The Utah Democratic Party saw record turnout at this years’ caucus meetings, largely due to a wave of Bernie Sanders supporters. The enthusiasm for his candidacy also led several people to jump into local races to challenge incumbent Democratic state representatives. But it’s not easy turning enthusiasm into a viable campaign.
There were many new faces at the Salt Lake County Democratic convention on Saturday, including three people challenging long-time incumbents Rebecca Chavez-Houck, Carol Spackman Moss, and Lynn Hemingway. Darin Mann was one of those challengers. He says he was inspired to run against Chavez-Houck by the message of Bernie Sanders.

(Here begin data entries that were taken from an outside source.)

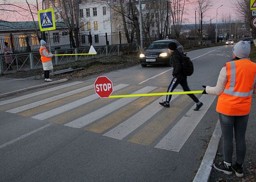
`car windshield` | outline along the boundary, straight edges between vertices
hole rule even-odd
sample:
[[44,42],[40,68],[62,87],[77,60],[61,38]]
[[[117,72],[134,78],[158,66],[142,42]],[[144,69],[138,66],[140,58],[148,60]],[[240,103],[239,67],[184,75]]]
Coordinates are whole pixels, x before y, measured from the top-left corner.
[[167,49],[168,48],[168,44],[170,42],[155,42],[152,43],[149,46],[148,49]]

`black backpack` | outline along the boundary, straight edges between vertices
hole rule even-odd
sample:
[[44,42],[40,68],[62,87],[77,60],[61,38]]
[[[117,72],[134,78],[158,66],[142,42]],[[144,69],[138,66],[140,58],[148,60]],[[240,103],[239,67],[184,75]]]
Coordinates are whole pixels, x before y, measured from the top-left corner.
[[183,74],[186,76],[190,76],[194,71],[193,63],[190,60],[190,58],[187,56],[187,53],[181,53],[181,57]]

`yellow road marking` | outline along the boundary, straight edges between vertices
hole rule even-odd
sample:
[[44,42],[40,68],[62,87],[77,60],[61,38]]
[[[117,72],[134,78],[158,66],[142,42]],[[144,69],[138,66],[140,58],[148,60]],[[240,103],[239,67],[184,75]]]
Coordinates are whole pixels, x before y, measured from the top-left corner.
[[175,120],[184,108],[191,101],[187,95],[181,97],[170,106],[164,108],[154,120],[128,140],[130,142],[139,144],[149,145]]
[[[142,88],[142,86],[140,86]],[[123,89],[116,92],[117,93],[122,94],[124,93],[132,92],[134,90],[137,90],[138,85],[128,86]],[[49,120],[49,122],[56,124],[62,124],[68,122],[70,122],[75,118],[84,116],[98,108],[99,107],[107,104],[108,103],[115,100],[112,99],[98,99],[76,108],[74,110],[69,110]]]
[[203,91],[179,91],[176,92],[154,93],[151,94],[133,94],[130,95],[111,95],[108,98],[130,98],[132,97],[153,96],[155,95],[181,95],[189,94],[202,94]]
[[[159,88],[154,91],[163,91],[165,88]],[[97,133],[101,133],[110,128],[117,124],[123,121],[129,116],[138,112],[138,110],[158,98],[152,97],[142,98],[135,101],[128,105],[116,110],[99,121],[85,128],[85,130]]]

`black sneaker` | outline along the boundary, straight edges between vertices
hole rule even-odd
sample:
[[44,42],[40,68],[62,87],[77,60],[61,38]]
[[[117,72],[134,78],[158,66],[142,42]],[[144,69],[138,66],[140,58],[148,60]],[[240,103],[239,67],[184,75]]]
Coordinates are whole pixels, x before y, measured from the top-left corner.
[[213,167],[216,170],[221,171],[227,175],[232,175],[233,172],[231,169],[231,164],[223,161],[222,162],[215,162],[213,164]]
[[162,102],[159,102],[159,104],[161,106],[165,107],[170,107],[170,104],[166,102],[166,101],[164,101]]
[[202,102],[200,102],[199,104],[197,104],[197,107],[194,109],[194,110],[198,110],[203,106],[203,104]]
[[243,177],[243,164],[240,165],[236,163],[231,166],[232,170],[236,172],[236,176],[237,177]]

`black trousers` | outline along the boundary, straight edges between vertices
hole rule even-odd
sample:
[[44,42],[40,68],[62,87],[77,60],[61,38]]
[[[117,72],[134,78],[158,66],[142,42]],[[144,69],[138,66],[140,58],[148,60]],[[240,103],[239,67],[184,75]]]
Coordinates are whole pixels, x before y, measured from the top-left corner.
[[[187,85],[187,77],[185,78],[174,78],[171,83],[170,84],[170,85],[168,87],[168,90],[167,90],[167,92],[172,92],[174,89],[177,87],[178,84],[181,84],[181,87],[183,88],[183,90],[184,91],[191,91],[189,88],[188,88],[188,86]],[[170,102],[171,101],[171,95],[167,95],[166,96],[166,101],[167,102]],[[197,103],[199,101],[198,99],[193,94],[188,94],[188,95],[190,98],[192,99],[192,100],[195,102],[195,103]]]
[[44,70],[44,78],[48,79],[50,78],[50,70]]

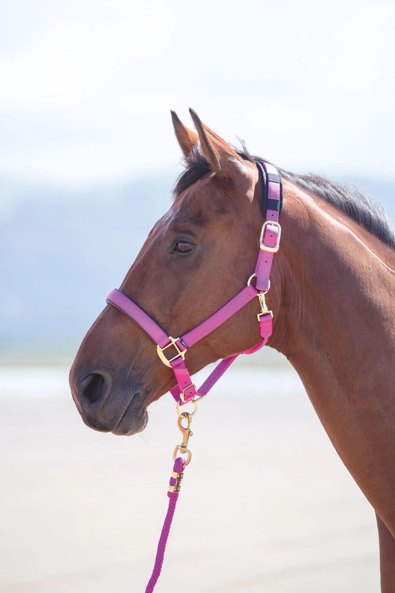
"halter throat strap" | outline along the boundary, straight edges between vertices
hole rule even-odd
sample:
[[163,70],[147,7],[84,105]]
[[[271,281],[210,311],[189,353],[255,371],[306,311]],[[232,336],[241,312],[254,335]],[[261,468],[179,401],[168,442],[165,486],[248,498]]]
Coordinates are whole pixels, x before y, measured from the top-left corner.
[[[257,163],[257,165],[263,177],[263,208],[265,208],[266,204],[266,221],[261,231],[259,254],[255,271],[245,288],[208,319],[177,338],[168,336],[151,317],[122,291],[113,289],[106,298],[107,304],[125,313],[156,344],[160,358],[164,364],[172,368],[174,373],[177,384],[171,390],[170,393],[180,405],[188,401],[196,401],[198,399],[204,397],[239,354],[252,354],[256,352],[266,344],[272,334],[273,314],[268,311],[266,305],[265,293],[270,287],[269,276],[273,256],[279,246],[281,228],[278,223],[278,217],[282,208],[282,184],[281,176],[273,165],[262,162]],[[256,278],[256,288],[250,283],[254,276]],[[185,365],[186,352],[199,340],[219,327],[255,296],[259,297],[262,309],[257,315],[262,341],[244,353],[240,352],[221,361],[203,385],[197,389],[192,383]]]

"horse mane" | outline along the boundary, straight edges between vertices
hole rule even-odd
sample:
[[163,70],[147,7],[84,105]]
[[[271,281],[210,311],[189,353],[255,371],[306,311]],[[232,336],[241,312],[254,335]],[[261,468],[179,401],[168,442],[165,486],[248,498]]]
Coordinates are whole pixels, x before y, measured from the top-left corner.
[[[243,150],[236,150],[236,152],[245,161],[250,162],[257,162],[258,161],[270,162],[260,157],[251,155],[243,142],[241,142],[241,146]],[[198,144],[195,145],[188,157],[186,165],[185,170],[176,183],[173,192],[175,197],[203,176],[211,173],[209,164]],[[357,187],[343,186],[318,175],[298,175],[278,167],[276,168],[285,179],[325,200],[369,232],[375,235],[383,243],[395,248],[395,231],[380,202],[368,197]]]

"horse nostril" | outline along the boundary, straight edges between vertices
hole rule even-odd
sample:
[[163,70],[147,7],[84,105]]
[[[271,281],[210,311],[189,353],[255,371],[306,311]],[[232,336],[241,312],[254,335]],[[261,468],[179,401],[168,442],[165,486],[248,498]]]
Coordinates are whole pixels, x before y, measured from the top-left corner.
[[87,404],[94,404],[105,395],[107,390],[106,378],[94,373],[84,377],[78,385],[78,391]]

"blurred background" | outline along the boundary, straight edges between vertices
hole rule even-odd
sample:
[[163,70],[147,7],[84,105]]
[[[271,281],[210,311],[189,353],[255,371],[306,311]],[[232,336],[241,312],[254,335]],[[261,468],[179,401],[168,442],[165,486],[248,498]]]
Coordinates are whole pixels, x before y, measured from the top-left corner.
[[[170,109],[356,185],[393,220],[395,4],[1,0],[0,13],[0,593],[143,591],[179,439],[171,401],[142,435],[95,433],[67,374],[169,206]],[[181,560],[192,592],[378,591],[372,509],[296,374],[264,349],[205,401],[158,591]]]

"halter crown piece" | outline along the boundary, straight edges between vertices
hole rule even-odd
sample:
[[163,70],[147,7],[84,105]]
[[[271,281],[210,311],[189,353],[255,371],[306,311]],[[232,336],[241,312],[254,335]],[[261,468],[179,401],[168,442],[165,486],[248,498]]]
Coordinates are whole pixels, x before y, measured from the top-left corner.
[[[170,393],[177,402],[178,424],[183,433],[183,442],[181,445],[177,445],[173,454],[175,463],[170,479],[170,487],[167,493],[170,498],[168,509],[159,540],[154,571],[145,593],[152,593],[154,591],[162,568],[166,541],[180,492],[180,482],[184,476],[182,470],[189,463],[191,458],[192,454],[187,448],[188,439],[192,435],[190,428],[190,422],[192,417],[197,409],[197,402],[207,395],[240,354],[252,354],[256,352],[266,344],[272,335],[273,313],[267,309],[265,295],[270,288],[269,276],[273,256],[278,251],[280,244],[281,227],[278,222],[278,218],[282,210],[282,183],[281,175],[273,165],[265,162],[257,162],[256,164],[263,178],[265,189],[262,207],[266,220],[260,232],[259,254],[255,271],[250,277],[246,288],[238,294],[195,329],[184,334],[181,337],[177,338],[168,336],[152,317],[122,291],[114,289],[106,299],[109,304],[113,305],[125,313],[157,345],[159,358],[164,364],[173,369],[177,384],[170,390]],[[255,288],[251,284],[251,280],[254,277],[256,278]],[[184,358],[187,350],[219,327],[254,296],[259,298],[262,310],[261,313],[257,315],[262,341],[250,350],[221,361],[203,385],[196,389],[185,366]],[[180,412],[180,407],[189,402],[194,405],[193,413],[191,415],[188,412]],[[183,420],[186,422],[186,427],[183,426]],[[177,457],[179,455],[180,456]],[[181,457],[184,455],[187,455],[186,459]]]

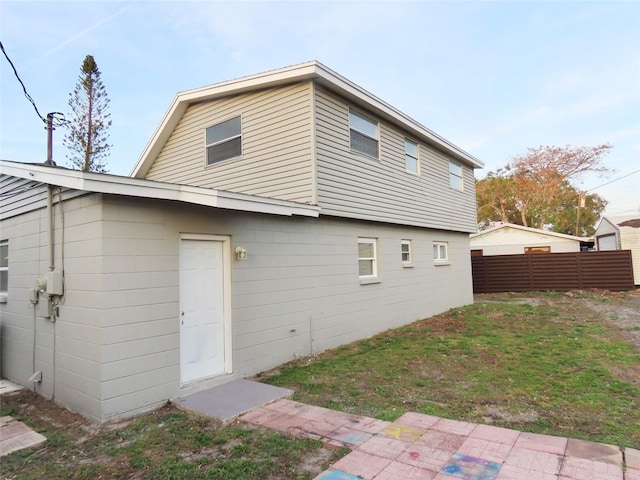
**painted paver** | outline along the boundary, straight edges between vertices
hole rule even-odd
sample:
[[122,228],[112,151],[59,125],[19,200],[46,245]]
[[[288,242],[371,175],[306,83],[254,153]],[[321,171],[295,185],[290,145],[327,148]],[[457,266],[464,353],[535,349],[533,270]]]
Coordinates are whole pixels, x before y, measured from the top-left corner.
[[351,453],[315,480],[640,480],[640,451],[409,412],[395,422],[280,400],[241,420]]

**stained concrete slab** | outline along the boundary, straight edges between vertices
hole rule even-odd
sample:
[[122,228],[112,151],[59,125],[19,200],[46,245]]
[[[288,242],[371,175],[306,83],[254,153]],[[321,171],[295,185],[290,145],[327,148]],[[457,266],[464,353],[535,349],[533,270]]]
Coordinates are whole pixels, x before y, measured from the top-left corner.
[[636,450],[635,448],[625,448],[624,462],[627,465],[627,468],[640,470],[640,450]]
[[622,465],[622,451],[620,447],[589,442],[587,440],[578,440],[576,438],[570,438],[567,442],[565,455],[567,457]]
[[178,408],[227,423],[243,413],[293,395],[293,390],[251,380],[233,380],[172,400]]
[[46,440],[46,437],[12,417],[0,418],[0,457],[23,448],[39,447]]

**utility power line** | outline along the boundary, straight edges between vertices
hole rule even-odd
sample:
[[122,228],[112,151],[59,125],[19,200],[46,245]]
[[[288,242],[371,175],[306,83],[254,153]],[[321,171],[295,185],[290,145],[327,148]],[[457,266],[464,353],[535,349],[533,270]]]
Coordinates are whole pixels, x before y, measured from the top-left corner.
[[598,189],[600,187],[604,187],[605,185],[610,185],[610,184],[612,184],[614,182],[617,182],[618,180],[622,180],[623,178],[630,177],[631,175],[634,175],[634,174],[639,173],[639,172],[640,172],[640,169],[635,170],[635,171],[630,172],[630,173],[627,173],[626,175],[623,175],[623,176],[618,177],[618,178],[614,178],[613,180],[611,180],[611,181],[609,181],[607,183],[603,183],[602,185],[598,185],[597,187],[593,187],[593,188],[590,188],[589,190],[585,190],[584,193],[591,192],[591,191],[596,190],[596,189]]
[[[47,119],[44,116],[42,116],[42,114],[38,110],[35,100],[33,100],[33,97],[31,97],[31,95],[29,95],[29,92],[27,92],[27,87],[25,87],[24,82],[20,78],[20,75],[18,75],[18,71],[16,70],[16,67],[11,61],[11,59],[9,58],[7,51],[4,49],[4,45],[2,44],[2,41],[0,41],[0,50],[2,50],[2,53],[4,54],[5,58],[9,62],[9,65],[11,65],[11,68],[13,69],[14,75],[18,79],[18,82],[20,83],[20,85],[22,86],[22,91],[24,92],[24,96],[27,98],[27,100],[29,100],[29,103],[33,105],[33,109],[36,111],[36,114],[38,115],[42,123],[47,124]],[[55,115],[62,115],[62,118],[55,118]],[[53,126],[60,127],[62,125],[65,125],[66,123],[67,121],[65,120],[63,114],[61,114],[60,112],[53,113]]]

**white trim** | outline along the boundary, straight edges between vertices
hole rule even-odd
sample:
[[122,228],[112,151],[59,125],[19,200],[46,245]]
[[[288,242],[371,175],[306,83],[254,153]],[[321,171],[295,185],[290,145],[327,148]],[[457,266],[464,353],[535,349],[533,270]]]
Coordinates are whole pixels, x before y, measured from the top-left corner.
[[[434,241],[434,247],[438,247],[438,255],[433,256],[433,263],[436,265],[449,265],[449,242]],[[440,257],[440,247],[444,246],[445,258]]]
[[[210,128],[217,127],[220,124],[228,122],[230,120],[234,120],[236,118],[240,118],[240,133],[239,134],[233,135],[233,136],[225,138],[223,140],[219,140],[217,142],[213,142],[211,145],[209,145],[207,143],[207,130],[209,130]],[[243,123],[242,120],[243,120],[242,119],[242,114],[234,115],[233,117],[227,118],[226,120],[222,120],[220,122],[217,122],[217,123],[215,123],[213,125],[210,125],[210,126],[204,128],[204,168],[205,169],[209,168],[209,167],[214,167],[216,165],[220,165],[221,163],[227,163],[227,162],[229,162],[231,160],[237,160],[239,158],[242,158],[242,155],[244,153],[244,138],[243,138],[243,135],[242,135],[242,123]],[[236,155],[234,157],[225,158],[224,160],[220,160],[218,162],[209,163],[209,147],[215,147],[216,145],[220,145],[221,143],[229,142],[229,141],[231,141],[233,139],[236,139],[236,138],[240,138],[240,155]]]
[[[402,260],[402,266],[403,267],[410,267],[413,264],[413,245],[412,245],[412,241],[406,238],[403,238],[402,240],[400,240],[400,259]],[[409,247],[408,250],[408,254],[409,254],[409,260],[404,260],[402,258],[402,256],[404,255],[404,250],[402,250],[402,247],[404,245],[407,245]]]
[[0,174],[86,192],[176,200],[228,210],[316,218],[320,214],[320,207],[287,200],[38,164],[0,160]]
[[589,237],[576,237],[574,235],[567,235],[565,233],[557,233],[557,232],[552,232],[550,230],[541,230],[539,228],[524,227],[522,225],[517,225],[515,223],[507,223],[507,222],[501,223],[500,225],[496,225],[495,227],[487,228],[486,230],[482,230],[481,232],[478,232],[478,233],[472,233],[471,235],[469,235],[469,238],[482,237],[484,235],[488,235],[490,233],[496,232],[502,228],[513,228],[514,230],[522,230],[523,232],[544,234],[550,237],[564,238],[566,240],[575,240],[580,242],[589,240]]
[[397,110],[320,62],[311,61],[178,93],[164,114],[153,136],[150,138],[149,143],[147,143],[147,146],[133,167],[130,175],[138,178],[146,175],[162,150],[162,147],[169,139],[171,132],[173,132],[182,115],[192,103],[205,102],[224,96],[238,95],[248,91],[303,81],[315,81],[323,85],[338,95],[345,97],[348,101],[354,102],[366,110],[371,111],[371,113],[381,117],[385,121],[410,132],[412,136],[417,137],[421,141],[444,150],[449,155],[472,168],[482,168],[484,166],[483,162],[429,130],[424,125],[416,122],[400,110]]
[[[378,239],[372,237],[358,237],[358,278],[361,282],[378,279]],[[360,256],[360,244],[373,245],[373,255],[371,257]],[[371,275],[360,275],[360,261],[371,261]]]
[[[354,125],[352,125],[352,123],[351,123],[351,116],[352,115],[355,116],[355,117],[358,117],[360,120],[364,120],[365,122],[370,123],[372,126],[375,126],[375,128],[376,128],[376,136],[372,137],[367,132],[363,132],[362,130],[360,130],[357,127],[355,127]],[[375,156],[370,155],[367,152],[363,152],[362,150],[358,150],[356,148],[353,148],[353,142],[351,141],[351,131],[352,130],[354,132],[362,135],[363,137],[369,138],[369,139],[374,140],[376,142],[376,155]],[[357,153],[359,155],[364,155],[365,157],[373,158],[375,160],[380,160],[380,122],[378,122],[377,120],[372,120],[368,115],[360,113],[358,110],[355,110],[353,108],[349,108],[349,149],[352,152]]]

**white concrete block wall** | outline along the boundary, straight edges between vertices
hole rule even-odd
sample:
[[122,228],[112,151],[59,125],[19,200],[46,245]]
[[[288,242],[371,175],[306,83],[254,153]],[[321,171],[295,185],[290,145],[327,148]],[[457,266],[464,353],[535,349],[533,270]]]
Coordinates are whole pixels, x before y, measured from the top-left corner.
[[[28,261],[24,255],[20,260],[14,239],[37,233],[39,215],[16,217],[16,225],[3,223],[12,266],[17,259],[10,298],[2,305],[3,333],[9,331],[3,342],[12,345],[3,356],[12,379],[31,374],[18,366],[29,360],[19,350],[29,350],[33,334],[28,310],[20,309],[27,305],[38,272],[46,269],[46,261]],[[230,236],[232,250],[243,246],[248,252],[247,260],[232,260],[236,377],[473,300],[464,233],[100,195],[66,203],[65,225],[67,295],[55,324],[56,354],[53,332],[38,325],[38,368],[45,372],[43,394],[53,394],[46,382],[55,373],[56,401],[99,422],[142,413],[184,392],[179,365],[182,233]],[[360,284],[359,236],[378,239],[380,283]],[[412,268],[402,266],[401,239],[412,240]],[[434,265],[435,240],[449,242],[449,265]],[[43,251],[37,242],[24,245]]]

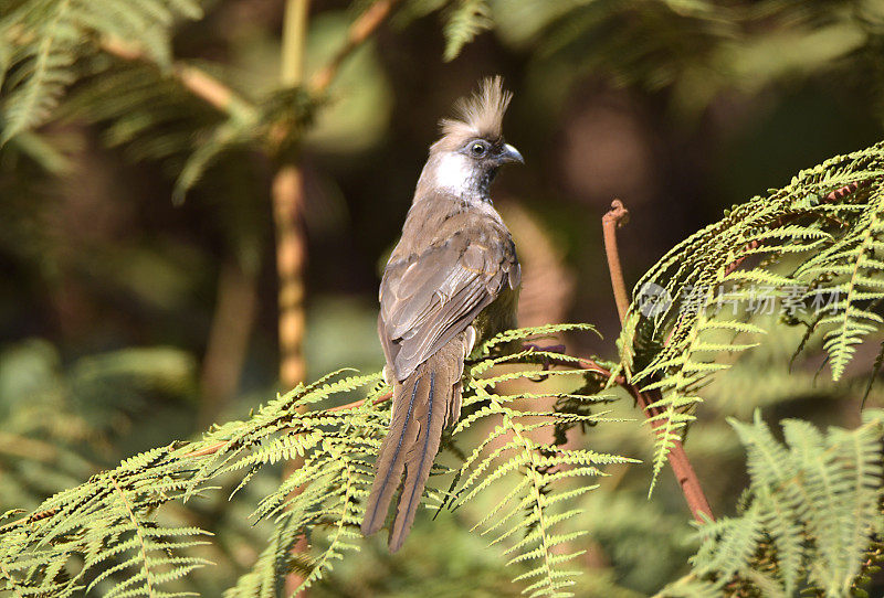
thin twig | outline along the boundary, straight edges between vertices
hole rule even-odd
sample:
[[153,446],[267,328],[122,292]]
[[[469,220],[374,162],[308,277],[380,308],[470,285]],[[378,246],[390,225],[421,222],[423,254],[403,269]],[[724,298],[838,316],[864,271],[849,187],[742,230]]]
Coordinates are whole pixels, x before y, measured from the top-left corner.
[[611,209],[601,218],[602,233],[604,235],[604,254],[608,256],[608,271],[611,273],[611,287],[614,291],[617,302],[617,313],[622,322],[629,309],[629,293],[623,281],[623,269],[620,267],[620,252],[617,247],[617,228],[629,222],[629,211],[623,202],[614,200]]
[[[145,52],[116,38],[102,40],[102,50],[124,61],[144,61],[155,64]],[[194,96],[230,116],[248,116],[255,111],[254,106],[212,75],[193,65],[176,61],[172,75]]]
[[[614,200],[611,203],[611,210],[602,218],[602,227],[604,232],[604,253],[608,256],[608,267],[611,273],[611,286],[614,291],[614,300],[617,301],[617,311],[620,313],[621,323],[625,319],[627,310],[629,309],[629,295],[627,293],[627,286],[623,281],[623,270],[620,267],[620,255],[617,248],[617,228],[625,223],[629,212],[623,206],[623,202]],[[620,383],[620,381],[618,381]],[[651,405],[660,401],[659,391],[650,391],[642,393],[636,386],[623,381],[621,384],[627,388],[630,394],[635,398],[635,402],[641,405],[642,412],[651,421],[651,427],[657,430],[663,425],[657,419],[651,419],[659,415],[657,410],[652,408]],[[672,450],[667,453],[666,458],[672,466],[672,471],[678,480],[678,485],[682,488],[687,506],[694,519],[703,522],[704,519],[715,519],[709,508],[709,501],[706,500],[706,494],[703,492],[703,487],[699,484],[694,467],[687,458],[684,446],[681,440],[675,440]]]
[[393,7],[401,0],[378,0],[368,9],[365,10],[347,30],[347,41],[338,50],[335,56],[319,71],[317,71],[311,78],[311,89],[316,95],[322,95],[335,81],[335,77],[340,70],[340,65],[347,60],[347,56],[362,45],[366,40],[380,26],[380,24],[390,15]]

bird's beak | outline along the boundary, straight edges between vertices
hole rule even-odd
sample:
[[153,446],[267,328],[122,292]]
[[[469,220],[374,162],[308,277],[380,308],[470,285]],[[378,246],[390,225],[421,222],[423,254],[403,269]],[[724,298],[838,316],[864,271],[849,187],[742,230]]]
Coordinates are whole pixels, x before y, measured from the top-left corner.
[[501,152],[499,161],[502,164],[508,164],[511,162],[518,162],[519,164],[525,163],[525,159],[522,157],[522,153],[519,153],[519,151],[509,143],[504,143],[504,151]]

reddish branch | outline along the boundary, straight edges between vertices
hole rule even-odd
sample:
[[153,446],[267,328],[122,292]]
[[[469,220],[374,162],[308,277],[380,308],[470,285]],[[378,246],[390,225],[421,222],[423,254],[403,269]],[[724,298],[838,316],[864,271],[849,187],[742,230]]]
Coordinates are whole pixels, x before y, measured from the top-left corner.
[[[620,255],[617,248],[617,228],[625,224],[629,212],[623,206],[623,202],[614,200],[611,203],[611,210],[602,217],[602,229],[604,232],[604,253],[608,256],[608,267],[611,271],[611,286],[614,291],[614,300],[617,301],[617,310],[620,313],[620,321],[625,318],[627,310],[629,309],[629,295],[627,293],[627,286],[623,281],[623,270],[620,267]],[[635,398],[635,402],[641,405],[645,416],[651,421],[651,427],[654,430],[660,429],[663,423],[659,419],[653,419],[660,415],[660,412],[653,407],[652,404],[660,401],[660,392],[651,391],[643,393],[636,386],[629,384],[625,380],[618,380],[618,383],[627,388],[629,393]],[[699,484],[697,474],[694,467],[687,459],[687,453],[684,450],[684,445],[681,440],[675,440],[672,449],[666,458],[672,466],[672,471],[675,473],[675,479],[678,480],[678,485],[682,488],[687,506],[691,513],[697,521],[705,519],[715,519],[709,508],[709,501],[706,500],[706,494],[703,492],[703,487]]]

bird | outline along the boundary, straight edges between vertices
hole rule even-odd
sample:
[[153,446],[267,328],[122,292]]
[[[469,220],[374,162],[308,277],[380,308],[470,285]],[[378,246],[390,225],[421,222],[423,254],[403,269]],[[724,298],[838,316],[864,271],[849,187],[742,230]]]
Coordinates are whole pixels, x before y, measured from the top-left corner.
[[383,526],[401,484],[391,553],[414,522],[443,429],[460,418],[464,360],[516,327],[522,269],[491,197],[499,167],[525,163],[502,132],[512,97],[499,76],[487,77],[455,104],[456,117],[440,121],[381,277],[378,335],[392,408],[361,531]]

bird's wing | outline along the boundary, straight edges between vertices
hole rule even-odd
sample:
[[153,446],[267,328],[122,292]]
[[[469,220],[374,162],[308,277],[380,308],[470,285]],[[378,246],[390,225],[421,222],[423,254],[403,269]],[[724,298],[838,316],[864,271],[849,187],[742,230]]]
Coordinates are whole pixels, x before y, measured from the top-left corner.
[[396,377],[459,334],[501,293],[519,284],[512,241],[471,243],[457,234],[387,265],[378,328]]

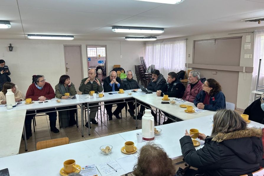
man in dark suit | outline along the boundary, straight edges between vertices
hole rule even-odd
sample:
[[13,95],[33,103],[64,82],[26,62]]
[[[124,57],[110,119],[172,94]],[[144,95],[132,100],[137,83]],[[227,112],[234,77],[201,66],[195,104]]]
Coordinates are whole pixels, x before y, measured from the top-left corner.
[[[117,76],[116,72],[114,71],[112,71],[110,73],[110,75],[106,77],[104,79],[104,84],[103,85],[104,87],[104,92],[105,92],[118,91],[120,89],[123,89],[124,86],[121,82],[121,80],[120,78]],[[109,103],[117,103],[120,102],[124,102],[123,100],[119,100],[111,101],[111,102],[105,102],[105,104],[108,104]],[[105,109],[108,114],[108,119],[109,120],[112,120],[113,118],[112,117],[113,115],[115,115],[117,118],[121,118],[119,116],[119,113],[125,107],[125,103],[120,103],[116,104],[117,107],[116,109],[112,113],[112,107],[113,104],[105,105]]]

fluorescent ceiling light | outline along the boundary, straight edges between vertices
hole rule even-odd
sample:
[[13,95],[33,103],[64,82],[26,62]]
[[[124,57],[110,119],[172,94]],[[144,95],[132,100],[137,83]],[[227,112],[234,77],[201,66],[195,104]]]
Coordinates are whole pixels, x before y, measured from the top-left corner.
[[157,40],[156,37],[126,37],[125,39],[126,40],[133,41],[144,41],[146,40]]
[[41,39],[53,40],[73,40],[73,35],[40,35],[38,34],[28,34],[27,38],[30,39]]
[[9,21],[0,21],[0,28],[6,29],[11,27],[11,24]]
[[162,3],[163,4],[177,4],[182,2],[184,0],[136,0],[136,1],[157,2],[158,3]]
[[112,31],[117,32],[161,34],[164,32],[164,28],[114,26],[112,27]]

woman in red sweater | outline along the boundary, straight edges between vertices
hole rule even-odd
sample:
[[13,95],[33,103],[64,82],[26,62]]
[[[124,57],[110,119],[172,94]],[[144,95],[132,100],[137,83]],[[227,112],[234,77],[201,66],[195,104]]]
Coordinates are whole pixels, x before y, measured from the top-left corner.
[[[45,82],[43,75],[33,75],[32,76],[32,84],[29,86],[27,93],[26,98],[31,98],[33,101],[45,101],[46,100],[50,100],[55,97],[55,93],[50,84]],[[54,111],[47,113],[50,119],[50,131],[56,133],[60,132],[56,128],[56,121],[57,120],[57,112],[55,108],[37,110],[37,113],[49,111]],[[35,113],[35,111],[27,111],[25,120],[26,127],[26,134],[27,139],[32,136],[31,132],[31,122],[32,119],[36,114],[26,115]]]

“We need new voices to really carry on the conversation in new ways, whereas when you’ve been in office for 16 years I really worry that you’re just perpetuating the same status quo that we really do not need,” he says.
Mann ultimately conceded the race before the vote. Meanwhile, fellow Sanders inspired candidates Aubrey Lucas and Alexis Hall, went on to lose by large majorities. These results led some people to the conclusion that the enthusiasm for Sander’s presidential campaign won’t have lasting impacts on local politics.
But Ashley Hoopes, disagrees. She was one of the delegates at the convention and said the results had more to do with the inexperience of the challengers.
“Just because there were people that were inspired to become a delegate by Bernie doesn’t necessarily translate that they’re going to vote for somebody that’s running as a first time candidate because they were inspired to run as a candidate because of Bernie,” she says.
Hoopes says the big picture isn’t that a couple of new candidates lost, but that a lot of new delegates have been brought into the process who can be of great service to the Democratic Party if they can figure out a way to keep them involved.